Search code examples
pythonscikit-learncountvectorizer

Why does CountVectorizer throw an "Empty Vocabulary error" for a bigram when there are two words?


I have a CountVectorizer:

word_vectorizer = CountVectorizer(stop_words=None, ngram_range=(2,2), analyzer='word')

Implementing that vectorizer:

X = word_vectorizer.fit_transform(group['cleanComments'])

Throws this error:

Traceback (most recent call last):

  File "<ipython-input-63-d261e44b8cce>", line 1, in <module>
    runfile('C:/Users/taca/Documents/Work/Python/Text Analytics/owccomments.py', wdir='C:/Users/taca/Documents/Work/Python/Text Analytics')

  File "C:\Users\taca\AppData\Local\Continuum\Anaconda3\lib\site-packages\spyder\utils\site\sitecustomize.py", line 866, in runfile
    execfile(filename, namespace)

  File "C:\Users\taca\AppData\Local\Continuum\Anaconda3\lib\site-packages\spyder\utils\site\sitecustomize.py", line 102, in execfile
    exec(compile(f.read(), filename, 'exec'), namespace)

  File "C:/Users/taca/Documents/Work/Python/Text Analytics/owccomments.py", line 38, in <module>
    X = word_vectorizer.fit_transform(group['cleanComments'])

  File "C:\Users\taca\AppData\Local\Continuum\Anaconda3\lib\site-packages\sklearn\feature_extraction\text.py", line 839, in fit_transform
    self.fixed_vocabulary_)

  File "C:\Users\taca\AppData\Local\Continuum\Anaconda3\lib\site-packages\sklearn\feature_extraction\text.py", line 781, in _count_vocab
    raise ValueError("empty vocabulary; perhaps the documents only"

ValueError: empty vocabulary; perhaps the documents only contain stop words

This error occurs when the document the nGram is pulling from is this string: "duplicate q". It happens anytime the document is ' '.

Why isn't the CountVectorizer picking up q (or any single letter for that matter) as a valid word? Is there any comprehensive place that lists the possible reasons this error would be thrown for the CountVectorizer?

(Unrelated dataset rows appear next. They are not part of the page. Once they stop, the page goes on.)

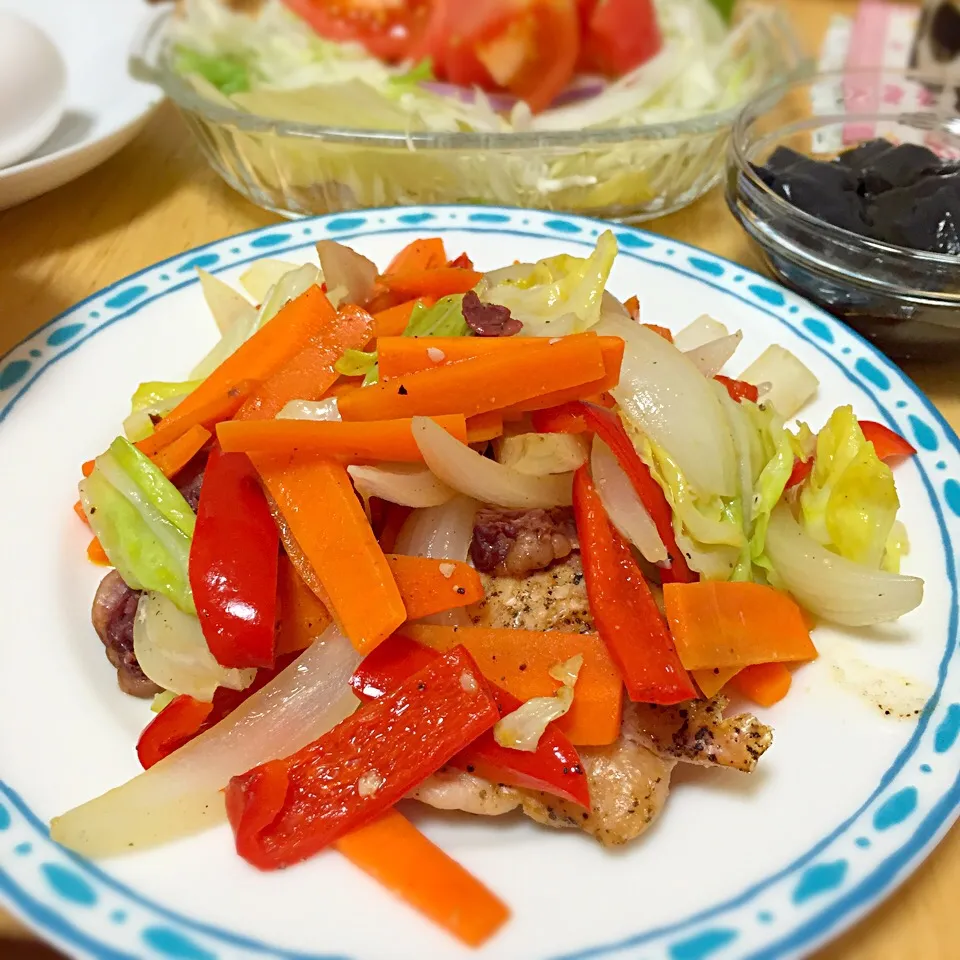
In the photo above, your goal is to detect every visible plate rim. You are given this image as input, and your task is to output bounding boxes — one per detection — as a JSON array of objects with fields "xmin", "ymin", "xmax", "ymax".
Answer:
[{"xmin": 0, "ymin": 205, "xmax": 960, "ymax": 960}]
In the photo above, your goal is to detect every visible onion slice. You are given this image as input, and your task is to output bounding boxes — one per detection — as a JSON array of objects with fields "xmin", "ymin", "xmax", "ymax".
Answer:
[
  {"xmin": 317, "ymin": 240, "xmax": 379, "ymax": 307},
  {"xmin": 133, "ymin": 593, "xmax": 257, "ymax": 703},
  {"xmin": 347, "ymin": 463, "xmax": 455, "ymax": 508},
  {"xmin": 50, "ymin": 625, "xmax": 361, "ymax": 857},
  {"xmin": 594, "ymin": 314, "xmax": 737, "ymax": 497},
  {"xmin": 590, "ymin": 437, "xmax": 668, "ymax": 563},
  {"xmin": 684, "ymin": 330, "xmax": 743, "ymax": 379},
  {"xmin": 766, "ymin": 503, "xmax": 923, "ymax": 627},
  {"xmin": 412, "ymin": 417, "xmax": 573, "ymax": 510}
]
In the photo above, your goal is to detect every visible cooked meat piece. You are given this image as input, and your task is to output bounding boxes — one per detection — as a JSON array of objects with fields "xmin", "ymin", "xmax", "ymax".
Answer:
[
  {"xmin": 411, "ymin": 704, "xmax": 676, "ymax": 846},
  {"xmin": 467, "ymin": 553, "xmax": 593, "ymax": 633},
  {"xmin": 470, "ymin": 507, "xmax": 578, "ymax": 577},
  {"xmin": 523, "ymin": 704, "xmax": 676, "ymax": 847},
  {"xmin": 409, "ymin": 767, "xmax": 522, "ymax": 817},
  {"xmin": 636, "ymin": 697, "xmax": 773, "ymax": 773},
  {"xmin": 92, "ymin": 570, "xmax": 161, "ymax": 697}
]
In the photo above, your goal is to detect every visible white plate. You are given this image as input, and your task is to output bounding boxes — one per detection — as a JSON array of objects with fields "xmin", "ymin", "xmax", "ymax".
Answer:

EDIT: I did some more digging int the error itself, and it looks like it relates to the vocabulary. I'm assuming the standard vocabulary doesn't accept single letters as words, but I'm not sure how to get around that issue.


Solution

  • The _count_vocab() function is throwing this error, which is a method of the CountVectorizer class. The class comes with a token_pattern, which defines what counts as a word. The documentation for the token_pattern argument notes:

    The default regexp select tokens of 2 or more alphanumeric characters

    And we can see this explicitly in the default argument to __init__:

    token_pattern=r"(?u)\b\w\w+\b"
    

    If you want to allow single-letter words, just remove the first \w from this pattern and set token_pattern explicitly when instantiating your CountVectorizer:

    CountVectorizer(token_pattern=r"(?u)\b\w+\b", 
                    stop_words=None, ngram_range=(2,2), analyzer='word')